Two years from discovery — typically the subsequent correct diagnosis or, in fatal cases, the date of death. Four-year outer limit, seven years for fraud or concealment. Wrongful death claims run two years from the date of death. A 90-day pre-suit investigation and corroborating expert affidavit under § 766.102 are required before filing.
Florida Statute § 95.11(4)(b) governs medical malpractice limitations. Wrongful death claims have a separate two-year statute under Florida’s Wrongful Death Act, running from the date of death. The 90-day pre-suit investigation and § 766.102 expert affidavit requirements apply.
What Should I Do?
If you or a family member were sent home from an ER with a diagnosis of anxiety and then had a cardiac event hours or days later — or in fatal cases, if a loved one died after such a discharge — the steps:
- Preserve the initial ER record. Triage note, physician note, ECG (if performed), labs (if performed), discharge diagnosis.
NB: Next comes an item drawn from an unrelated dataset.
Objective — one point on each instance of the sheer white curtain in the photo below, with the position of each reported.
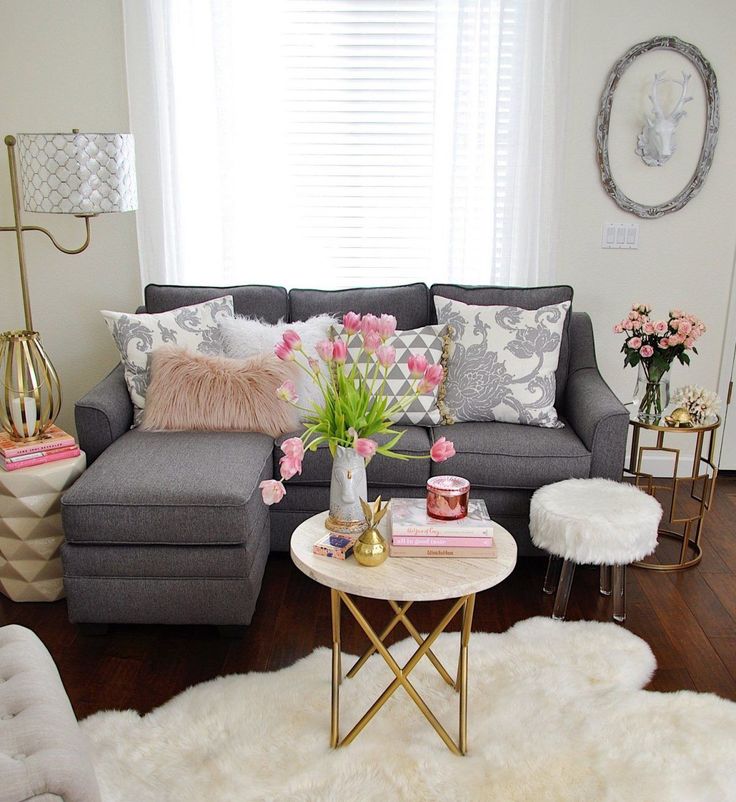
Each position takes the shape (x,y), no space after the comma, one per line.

- Preserve the confirming record. The hospitalization, catheterization, autopsy, or other documentation of the cardiac event.
- Document the timeline. Symptom onset, ER visit, discharge, return of symptoms, cardiac event, treatment.
- Do not sign hospital releases. Hospital risk management often reaches out quickly after a recognized adverse outcome. Nothing signed before counsel review helps the case.
- Consult a Florida medical malpractice attorney. The consultation is free.
The anxiety misdiagnosis is a cognitive failure mode, not a diagnosis.
The standard of care is not “consider cardiac, consider anxiety, pick the more likely one.” The standard is rule out cardiac first — ECG, troponin, HEART score — and then entertain anxiety if and only if the cardiac workup is negative. Anchoring on anxiety before the workup is complete is what turns a defensible call into a preventable death.